Die nachfolgende Übersicht untergliedert die Qualitätsmerkmale anhand ISO 9126 genauer

Funktionalität
Angemessenheit
Richtigkeit
Interoperabilität
Ordnungsmäßigkeit
Sicherheit
Effizienz
Verbrauchsverhalten
Zeitverhalten
Benutzbarkeit
Verständlichkeit
Erlernbarkeit
Bedienbarkeit
Änderbarkeit
Analysierbarkeit
Modifizierbarkeit
Stabilität
Prüfbarkeit
Zuverlässigkeit
Reife
Fehlertoleranz
Wiederherstellbarkeit
Übertragbarkeit
Anpassbarkeit
Installierbarkeit
Austauschbarkeit

In der Praxis liegt der Fokus der Qualitätssicherung für Software meist auf dem Qualitätsmerkmal Funktionalität. Bzgl. einer Anwendung lassen sich somit die unterschiedlichsten Anforderungen definieren.

Eine WebApp für das Smartphone soll es beispielsweise dem Nutzer ermöglichen Standortdaten zu einem Geschäft auf einer interaktiven Karte anzuzeigen. Somit ließe sich z.B. im Rahmen einer Qualitätssicherung für Software eine Anforderung an die Funktionalität definieren, anhand derer das Geschäft mittels Marker visuell am zugehörigen Standort dem Nutzer auf der Karte gekennzeichnet werden soll.

Dazu soll der visualisierte Standort auch der tatsächlichen GPS Position entsprechen. Ein Qualitätsmerkmal hinsichtlich Richtigkeit könnte also dadurch definiert werden, als dass die gekennzeichnete Position korrekt sein muss.

Das zuvor beschriebene Beispiel beschreibt funktionale Anforderungen, welche im Hinblick auf die Qualitätsmerkmale definiert werden können. Daneben können auch sogenannte nicht-funktionale Anforderungen formuliert werden. Hierbei geht es insbesondere um das Verhalten der Software während des Betriebs.  Eigenschaften wie Antwortzeitverhalten, Lastfestigkeit oder Benutzbarkeit stehen hier im Vordergrund.

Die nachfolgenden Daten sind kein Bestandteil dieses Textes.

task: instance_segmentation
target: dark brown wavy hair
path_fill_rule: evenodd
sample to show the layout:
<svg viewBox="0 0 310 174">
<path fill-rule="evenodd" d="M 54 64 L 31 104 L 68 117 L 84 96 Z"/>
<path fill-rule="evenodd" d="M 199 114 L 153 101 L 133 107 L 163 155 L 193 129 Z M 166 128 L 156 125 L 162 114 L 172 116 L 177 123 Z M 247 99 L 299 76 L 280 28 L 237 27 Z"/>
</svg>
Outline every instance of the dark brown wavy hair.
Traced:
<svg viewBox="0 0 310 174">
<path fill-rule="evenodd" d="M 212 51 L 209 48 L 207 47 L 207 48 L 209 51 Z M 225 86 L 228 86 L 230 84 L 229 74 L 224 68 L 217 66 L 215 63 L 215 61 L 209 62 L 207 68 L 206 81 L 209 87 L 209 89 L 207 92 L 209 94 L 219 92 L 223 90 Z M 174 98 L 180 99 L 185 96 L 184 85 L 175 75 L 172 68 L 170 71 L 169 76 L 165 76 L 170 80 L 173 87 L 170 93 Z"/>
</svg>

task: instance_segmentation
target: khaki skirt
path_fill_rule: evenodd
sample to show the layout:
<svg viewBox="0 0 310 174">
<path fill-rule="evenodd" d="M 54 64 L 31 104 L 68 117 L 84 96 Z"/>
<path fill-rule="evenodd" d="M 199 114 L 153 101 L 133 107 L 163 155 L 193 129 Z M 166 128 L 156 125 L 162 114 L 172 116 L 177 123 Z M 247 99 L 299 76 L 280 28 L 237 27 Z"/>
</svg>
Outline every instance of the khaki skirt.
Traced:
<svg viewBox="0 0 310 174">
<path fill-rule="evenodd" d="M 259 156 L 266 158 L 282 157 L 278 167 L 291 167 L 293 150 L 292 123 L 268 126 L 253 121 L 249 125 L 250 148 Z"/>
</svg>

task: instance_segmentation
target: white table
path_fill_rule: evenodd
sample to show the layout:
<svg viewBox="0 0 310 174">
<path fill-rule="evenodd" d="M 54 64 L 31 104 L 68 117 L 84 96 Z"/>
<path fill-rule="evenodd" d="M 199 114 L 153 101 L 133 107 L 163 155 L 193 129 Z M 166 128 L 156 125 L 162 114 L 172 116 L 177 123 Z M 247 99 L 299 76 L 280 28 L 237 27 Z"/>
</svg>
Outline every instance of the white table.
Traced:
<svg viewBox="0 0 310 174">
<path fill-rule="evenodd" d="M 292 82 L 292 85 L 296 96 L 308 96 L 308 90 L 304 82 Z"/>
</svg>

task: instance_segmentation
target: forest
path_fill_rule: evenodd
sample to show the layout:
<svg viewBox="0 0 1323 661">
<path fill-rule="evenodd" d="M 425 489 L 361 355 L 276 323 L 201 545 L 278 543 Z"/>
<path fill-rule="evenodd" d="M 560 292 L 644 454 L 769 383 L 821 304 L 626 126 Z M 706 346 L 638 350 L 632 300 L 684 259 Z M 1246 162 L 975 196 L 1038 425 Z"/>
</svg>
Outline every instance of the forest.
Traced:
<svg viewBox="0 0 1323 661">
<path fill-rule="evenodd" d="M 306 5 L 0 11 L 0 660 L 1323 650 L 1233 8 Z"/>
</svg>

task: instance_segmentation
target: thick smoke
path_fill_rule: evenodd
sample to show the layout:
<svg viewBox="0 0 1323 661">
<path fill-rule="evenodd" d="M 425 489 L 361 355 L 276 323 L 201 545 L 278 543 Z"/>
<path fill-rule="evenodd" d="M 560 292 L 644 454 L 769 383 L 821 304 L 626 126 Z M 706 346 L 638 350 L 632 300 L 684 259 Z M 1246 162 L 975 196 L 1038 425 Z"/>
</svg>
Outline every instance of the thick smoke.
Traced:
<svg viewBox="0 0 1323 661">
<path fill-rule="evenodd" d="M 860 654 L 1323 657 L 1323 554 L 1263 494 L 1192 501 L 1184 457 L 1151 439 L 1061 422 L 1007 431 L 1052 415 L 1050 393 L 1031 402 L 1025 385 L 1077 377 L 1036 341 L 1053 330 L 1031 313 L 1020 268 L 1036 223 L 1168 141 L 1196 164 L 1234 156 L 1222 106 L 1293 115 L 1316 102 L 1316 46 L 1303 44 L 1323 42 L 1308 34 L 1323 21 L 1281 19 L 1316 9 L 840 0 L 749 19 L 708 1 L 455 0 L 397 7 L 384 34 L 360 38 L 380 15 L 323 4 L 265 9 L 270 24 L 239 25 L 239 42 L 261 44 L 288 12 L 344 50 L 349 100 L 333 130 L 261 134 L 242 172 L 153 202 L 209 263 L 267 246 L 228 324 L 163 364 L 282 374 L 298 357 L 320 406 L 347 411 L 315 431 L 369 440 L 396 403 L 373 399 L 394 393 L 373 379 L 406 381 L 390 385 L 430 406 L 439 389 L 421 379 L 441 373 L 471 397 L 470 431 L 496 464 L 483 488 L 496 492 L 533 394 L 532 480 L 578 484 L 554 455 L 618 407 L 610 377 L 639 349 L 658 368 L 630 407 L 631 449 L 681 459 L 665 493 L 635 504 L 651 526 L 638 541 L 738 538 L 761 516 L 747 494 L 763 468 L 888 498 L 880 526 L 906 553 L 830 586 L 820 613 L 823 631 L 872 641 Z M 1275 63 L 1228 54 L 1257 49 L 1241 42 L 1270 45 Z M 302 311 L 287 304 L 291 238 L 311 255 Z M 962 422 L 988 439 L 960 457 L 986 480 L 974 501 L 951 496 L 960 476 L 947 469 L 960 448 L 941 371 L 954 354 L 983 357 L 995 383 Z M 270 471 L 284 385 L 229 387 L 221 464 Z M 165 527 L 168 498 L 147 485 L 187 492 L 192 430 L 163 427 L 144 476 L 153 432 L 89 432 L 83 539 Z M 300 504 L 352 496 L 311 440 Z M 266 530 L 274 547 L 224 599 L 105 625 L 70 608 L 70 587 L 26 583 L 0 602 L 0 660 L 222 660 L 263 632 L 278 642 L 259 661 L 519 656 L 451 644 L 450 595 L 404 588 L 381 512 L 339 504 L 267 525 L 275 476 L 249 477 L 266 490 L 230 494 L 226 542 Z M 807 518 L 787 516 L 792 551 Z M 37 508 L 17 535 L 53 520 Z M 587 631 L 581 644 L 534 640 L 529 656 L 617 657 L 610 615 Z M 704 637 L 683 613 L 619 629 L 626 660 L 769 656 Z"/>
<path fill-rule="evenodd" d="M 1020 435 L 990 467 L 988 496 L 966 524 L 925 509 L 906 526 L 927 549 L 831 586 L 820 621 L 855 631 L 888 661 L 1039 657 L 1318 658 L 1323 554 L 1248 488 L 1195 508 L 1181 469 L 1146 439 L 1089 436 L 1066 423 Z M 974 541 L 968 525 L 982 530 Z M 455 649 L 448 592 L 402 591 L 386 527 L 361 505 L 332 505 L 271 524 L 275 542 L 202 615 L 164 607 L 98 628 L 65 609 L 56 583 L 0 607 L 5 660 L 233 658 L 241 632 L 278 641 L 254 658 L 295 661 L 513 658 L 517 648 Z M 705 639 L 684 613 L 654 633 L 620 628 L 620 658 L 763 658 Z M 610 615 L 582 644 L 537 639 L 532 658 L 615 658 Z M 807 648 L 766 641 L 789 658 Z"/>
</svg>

Unternehmen legen in der Praxis den Schwerpunkt hinsichtlich nicht-funktionaler Anforderungen meist auf die Themen Last- und Performance-Verhalten einer Software. Im Bereich Webanwendungen müssen vor allem dynamische Webseiten performant ausgeliefert werden. Google beispielsweise lässt das Antwortzeitverhalten bzgl. der Auslieferung einer Website in das Ranking seiner Suchergebnisse einfließen.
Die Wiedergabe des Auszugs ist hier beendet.